Generate project files from files¶
datasight generate can also work directly with files to auto-generate
schema documentation:
Examples:
# Reference an existing DuckDB database directly
datasight generate generation.duckdb
# Reference an existing SQLite database directly
datasight generate generation.sqlite
# Create ./database.duckdb from CSV inputs
datasight generate generation.csv plants.csv
# Create ./database.duckdb from Parquet inputs
datasight generate generation.parquet plants.parquet
# Create ./database.duckdb from Excel inputs (one table per sheet)
datasight generate generation.xlsx plants.xlsx
# Create a custom project DuckDB from CSV inputs
datasight generate generation.csv plants.csv --db-path db/project.duckdb
# Create a custom project DuckDB from Parquet inputs
datasight generate generation.parquet plants.parquet --db-path db/project.duckdb
--db-path is an output path. Use it only when datasight is creating a
DuckDB project database from CSV, Parquet, Excel, or mixed file inputs.

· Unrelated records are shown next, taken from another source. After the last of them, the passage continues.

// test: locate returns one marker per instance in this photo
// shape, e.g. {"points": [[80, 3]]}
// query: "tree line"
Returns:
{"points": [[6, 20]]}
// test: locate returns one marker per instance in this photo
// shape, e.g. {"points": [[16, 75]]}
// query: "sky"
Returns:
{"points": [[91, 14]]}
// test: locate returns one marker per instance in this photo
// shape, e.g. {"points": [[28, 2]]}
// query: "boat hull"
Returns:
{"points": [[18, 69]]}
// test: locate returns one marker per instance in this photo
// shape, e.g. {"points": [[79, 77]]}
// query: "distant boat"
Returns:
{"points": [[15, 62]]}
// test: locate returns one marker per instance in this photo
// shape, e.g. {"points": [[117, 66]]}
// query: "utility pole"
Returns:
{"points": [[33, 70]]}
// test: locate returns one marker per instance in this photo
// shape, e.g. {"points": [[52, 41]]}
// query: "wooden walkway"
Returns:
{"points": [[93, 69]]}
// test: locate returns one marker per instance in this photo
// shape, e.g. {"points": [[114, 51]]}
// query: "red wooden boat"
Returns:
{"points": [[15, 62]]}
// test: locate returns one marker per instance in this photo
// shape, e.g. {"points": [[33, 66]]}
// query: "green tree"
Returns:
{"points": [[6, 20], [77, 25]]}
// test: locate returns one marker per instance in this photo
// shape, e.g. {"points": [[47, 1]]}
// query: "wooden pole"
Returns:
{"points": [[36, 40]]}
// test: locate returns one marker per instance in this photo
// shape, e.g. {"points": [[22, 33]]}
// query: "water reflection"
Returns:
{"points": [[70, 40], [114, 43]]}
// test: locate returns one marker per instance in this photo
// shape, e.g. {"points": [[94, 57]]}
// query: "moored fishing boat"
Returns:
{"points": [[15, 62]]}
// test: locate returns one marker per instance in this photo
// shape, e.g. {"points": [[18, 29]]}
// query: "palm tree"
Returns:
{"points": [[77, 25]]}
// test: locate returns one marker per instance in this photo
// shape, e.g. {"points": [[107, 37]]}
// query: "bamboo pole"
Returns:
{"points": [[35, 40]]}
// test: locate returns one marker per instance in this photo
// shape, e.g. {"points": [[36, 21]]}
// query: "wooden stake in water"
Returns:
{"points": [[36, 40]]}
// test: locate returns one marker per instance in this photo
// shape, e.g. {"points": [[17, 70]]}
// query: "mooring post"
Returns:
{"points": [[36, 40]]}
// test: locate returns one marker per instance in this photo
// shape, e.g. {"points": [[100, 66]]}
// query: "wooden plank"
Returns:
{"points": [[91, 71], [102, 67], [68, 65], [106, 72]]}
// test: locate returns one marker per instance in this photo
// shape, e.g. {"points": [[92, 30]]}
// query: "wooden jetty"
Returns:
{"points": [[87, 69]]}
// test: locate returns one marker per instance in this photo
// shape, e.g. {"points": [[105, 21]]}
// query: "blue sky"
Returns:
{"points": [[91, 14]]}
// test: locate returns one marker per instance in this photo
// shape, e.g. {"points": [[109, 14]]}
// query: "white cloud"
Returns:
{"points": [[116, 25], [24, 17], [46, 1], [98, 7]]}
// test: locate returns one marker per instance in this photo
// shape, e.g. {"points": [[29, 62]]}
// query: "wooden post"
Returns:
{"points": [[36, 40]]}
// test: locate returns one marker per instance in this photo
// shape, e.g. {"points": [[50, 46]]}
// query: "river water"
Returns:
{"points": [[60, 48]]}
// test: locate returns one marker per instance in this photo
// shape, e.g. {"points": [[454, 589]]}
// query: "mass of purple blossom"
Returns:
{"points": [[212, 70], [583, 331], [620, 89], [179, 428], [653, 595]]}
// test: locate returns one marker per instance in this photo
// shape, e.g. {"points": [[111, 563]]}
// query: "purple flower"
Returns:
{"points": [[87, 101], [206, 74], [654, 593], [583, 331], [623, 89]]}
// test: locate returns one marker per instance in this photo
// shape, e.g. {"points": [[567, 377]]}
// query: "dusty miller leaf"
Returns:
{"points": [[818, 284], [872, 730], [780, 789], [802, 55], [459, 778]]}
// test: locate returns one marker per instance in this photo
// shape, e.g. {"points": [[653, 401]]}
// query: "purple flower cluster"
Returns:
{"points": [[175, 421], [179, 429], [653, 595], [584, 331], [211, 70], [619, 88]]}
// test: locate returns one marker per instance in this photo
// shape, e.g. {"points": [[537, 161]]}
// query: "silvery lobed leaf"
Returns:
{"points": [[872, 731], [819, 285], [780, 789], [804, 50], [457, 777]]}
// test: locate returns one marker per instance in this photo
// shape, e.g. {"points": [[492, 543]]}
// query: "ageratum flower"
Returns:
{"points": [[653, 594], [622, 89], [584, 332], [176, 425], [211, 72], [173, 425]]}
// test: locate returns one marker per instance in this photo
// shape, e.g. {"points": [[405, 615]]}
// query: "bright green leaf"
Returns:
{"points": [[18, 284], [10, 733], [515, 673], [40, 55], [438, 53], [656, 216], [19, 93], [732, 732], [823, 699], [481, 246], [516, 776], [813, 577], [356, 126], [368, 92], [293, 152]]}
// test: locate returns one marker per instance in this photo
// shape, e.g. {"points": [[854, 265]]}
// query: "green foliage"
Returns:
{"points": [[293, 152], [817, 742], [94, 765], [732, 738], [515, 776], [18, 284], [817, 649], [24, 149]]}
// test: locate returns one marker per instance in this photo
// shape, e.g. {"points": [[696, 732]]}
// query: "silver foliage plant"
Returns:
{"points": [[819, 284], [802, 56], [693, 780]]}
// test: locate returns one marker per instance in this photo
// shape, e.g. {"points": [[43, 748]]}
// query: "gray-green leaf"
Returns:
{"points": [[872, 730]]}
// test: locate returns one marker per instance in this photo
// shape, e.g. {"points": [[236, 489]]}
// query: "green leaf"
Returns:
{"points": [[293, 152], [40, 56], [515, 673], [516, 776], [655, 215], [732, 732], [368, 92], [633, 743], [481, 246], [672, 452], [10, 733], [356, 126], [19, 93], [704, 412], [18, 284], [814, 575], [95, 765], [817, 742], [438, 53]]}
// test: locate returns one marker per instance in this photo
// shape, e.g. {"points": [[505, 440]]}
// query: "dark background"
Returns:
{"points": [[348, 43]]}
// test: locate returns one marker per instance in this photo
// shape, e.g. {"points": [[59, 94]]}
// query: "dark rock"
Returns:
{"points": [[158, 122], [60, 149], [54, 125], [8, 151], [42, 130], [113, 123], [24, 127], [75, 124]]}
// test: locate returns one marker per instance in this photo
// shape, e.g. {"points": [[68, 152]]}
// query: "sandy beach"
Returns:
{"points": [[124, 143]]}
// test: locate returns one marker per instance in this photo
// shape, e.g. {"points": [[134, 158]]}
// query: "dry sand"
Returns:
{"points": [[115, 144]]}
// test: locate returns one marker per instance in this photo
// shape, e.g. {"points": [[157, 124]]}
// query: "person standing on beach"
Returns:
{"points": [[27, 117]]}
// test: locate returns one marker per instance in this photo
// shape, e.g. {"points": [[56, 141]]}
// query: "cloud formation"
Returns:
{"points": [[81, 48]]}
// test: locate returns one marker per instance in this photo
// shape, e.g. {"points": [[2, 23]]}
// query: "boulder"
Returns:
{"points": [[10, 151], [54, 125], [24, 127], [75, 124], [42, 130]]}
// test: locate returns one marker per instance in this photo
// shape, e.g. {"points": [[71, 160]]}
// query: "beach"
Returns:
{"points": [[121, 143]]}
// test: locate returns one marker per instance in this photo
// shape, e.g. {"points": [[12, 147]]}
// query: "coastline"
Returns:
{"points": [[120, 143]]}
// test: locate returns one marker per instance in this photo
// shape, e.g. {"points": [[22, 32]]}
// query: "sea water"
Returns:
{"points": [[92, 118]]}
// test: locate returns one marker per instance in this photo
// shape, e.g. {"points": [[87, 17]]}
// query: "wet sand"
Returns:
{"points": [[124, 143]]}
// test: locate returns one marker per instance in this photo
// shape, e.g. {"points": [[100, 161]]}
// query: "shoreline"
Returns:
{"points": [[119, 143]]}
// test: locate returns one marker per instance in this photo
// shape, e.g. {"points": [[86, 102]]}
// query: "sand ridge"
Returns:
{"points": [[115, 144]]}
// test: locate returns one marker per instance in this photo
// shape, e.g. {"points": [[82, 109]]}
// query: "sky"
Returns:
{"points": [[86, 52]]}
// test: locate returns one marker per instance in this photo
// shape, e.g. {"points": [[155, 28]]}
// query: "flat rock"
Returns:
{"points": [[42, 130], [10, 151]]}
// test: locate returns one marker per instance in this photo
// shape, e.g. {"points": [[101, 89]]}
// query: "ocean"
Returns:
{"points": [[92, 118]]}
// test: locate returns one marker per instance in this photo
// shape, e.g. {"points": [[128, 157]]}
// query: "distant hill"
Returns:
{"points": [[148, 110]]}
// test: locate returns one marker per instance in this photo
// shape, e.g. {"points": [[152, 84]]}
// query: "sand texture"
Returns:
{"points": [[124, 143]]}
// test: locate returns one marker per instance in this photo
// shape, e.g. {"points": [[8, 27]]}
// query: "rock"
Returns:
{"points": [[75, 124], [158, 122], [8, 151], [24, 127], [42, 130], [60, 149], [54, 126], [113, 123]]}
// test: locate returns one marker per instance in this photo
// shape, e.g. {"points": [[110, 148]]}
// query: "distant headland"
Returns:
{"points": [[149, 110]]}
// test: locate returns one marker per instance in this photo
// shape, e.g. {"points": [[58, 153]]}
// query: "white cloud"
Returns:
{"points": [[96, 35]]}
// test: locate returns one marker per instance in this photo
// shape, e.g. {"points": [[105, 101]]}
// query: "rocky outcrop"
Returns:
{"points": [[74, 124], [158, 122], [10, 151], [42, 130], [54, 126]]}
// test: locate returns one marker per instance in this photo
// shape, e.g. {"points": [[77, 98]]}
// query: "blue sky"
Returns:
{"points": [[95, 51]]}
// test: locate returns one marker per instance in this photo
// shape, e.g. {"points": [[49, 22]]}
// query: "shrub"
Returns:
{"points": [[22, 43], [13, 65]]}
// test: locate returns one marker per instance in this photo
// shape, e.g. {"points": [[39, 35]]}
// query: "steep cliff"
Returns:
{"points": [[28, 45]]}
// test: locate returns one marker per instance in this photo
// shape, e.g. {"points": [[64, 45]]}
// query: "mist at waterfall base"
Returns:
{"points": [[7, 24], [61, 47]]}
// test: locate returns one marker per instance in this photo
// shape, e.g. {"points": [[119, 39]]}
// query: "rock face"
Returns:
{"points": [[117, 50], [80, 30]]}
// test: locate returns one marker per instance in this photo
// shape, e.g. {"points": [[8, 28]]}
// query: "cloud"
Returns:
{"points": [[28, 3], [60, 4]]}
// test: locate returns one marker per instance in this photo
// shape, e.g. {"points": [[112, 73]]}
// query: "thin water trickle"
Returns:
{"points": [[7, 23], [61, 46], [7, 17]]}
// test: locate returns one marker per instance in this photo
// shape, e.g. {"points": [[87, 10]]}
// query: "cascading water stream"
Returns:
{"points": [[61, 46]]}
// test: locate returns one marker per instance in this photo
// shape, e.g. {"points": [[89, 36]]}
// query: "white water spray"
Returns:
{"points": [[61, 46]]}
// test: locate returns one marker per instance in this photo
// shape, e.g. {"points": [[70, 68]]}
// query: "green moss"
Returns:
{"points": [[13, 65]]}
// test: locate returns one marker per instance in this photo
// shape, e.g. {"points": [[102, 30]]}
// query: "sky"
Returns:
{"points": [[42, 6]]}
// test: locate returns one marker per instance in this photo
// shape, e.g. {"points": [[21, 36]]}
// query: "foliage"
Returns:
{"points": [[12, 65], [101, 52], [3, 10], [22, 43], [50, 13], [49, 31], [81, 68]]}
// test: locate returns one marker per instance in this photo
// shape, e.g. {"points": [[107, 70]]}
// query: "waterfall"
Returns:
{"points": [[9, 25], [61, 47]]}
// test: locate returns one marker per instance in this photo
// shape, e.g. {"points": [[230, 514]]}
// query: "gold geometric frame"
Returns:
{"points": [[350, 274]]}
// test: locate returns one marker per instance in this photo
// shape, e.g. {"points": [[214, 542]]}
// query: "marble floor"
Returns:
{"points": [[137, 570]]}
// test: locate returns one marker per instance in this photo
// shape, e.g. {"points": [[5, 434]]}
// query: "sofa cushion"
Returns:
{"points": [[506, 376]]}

Do not use --db-path with a single existing DuckDB or SQLite database;
those files are referenced directly in .env.
This creates schema_description.md, queries.yaml, measures.yaml,
and time_series.yaml in the current directory using the LLM. See
Set up a project for details.
Supported file types¶
| Type | Example | How it's handled |
|---|---|---|
| CSV | data.csv |
Loaded via DuckDB's read_csv_auto |
| Parquet | data.parquet |
Loaded via DuckDB's read_parquet |
| Excel | data.xlsx |
Each sheet materialized into DuckDB via pandas + openpyxl |
| DuckDB | data.duckdb |
Referenced directly when it is the only input |
| SQLite | data.sqlite |
Referenced directly when it is the only input |
| Parquet directory | data_dir/ |
Hive-partitioned parquet with read_parquet glob |
| CSV directory | data_dir/ |
All CSVs loaded via read_csv_auto glob |
For CSV and Parquet inputs, each file becomes a view in an ephemeral
in-memory DuckDB database. The view name is derived from the filename
(e.g. generation.parquet becomes the generation table).
Excel workbooks¶
DuckDB has no native Excel reader, so Excel workbooks are read through
pandas (with the openpyxl engine) and each sheet is inserted as a full
DuckDB table — not a view.
- A single-sheet workbook produces one table named after the file
(e.g.
plants.xlsx→plants). - A multi-sheet workbook produces one table per sheet, named after
the sheet (e.g. sheets
generationandplants→ tablesgenerationandplants). Sheets whose names already exist in the session get a numeric suffix (generation_2). - Changes to the underlying
.xlsxfile are not picked up automatically — unlike CSV/Parquet views, the data has been copied into DuckDB. Reload the session (or rundatasight generateagain) after editing the workbook. - Data is read in full into memory, so very large workbooks may be slow. For large tabular data, convert to CSV or Parquet first.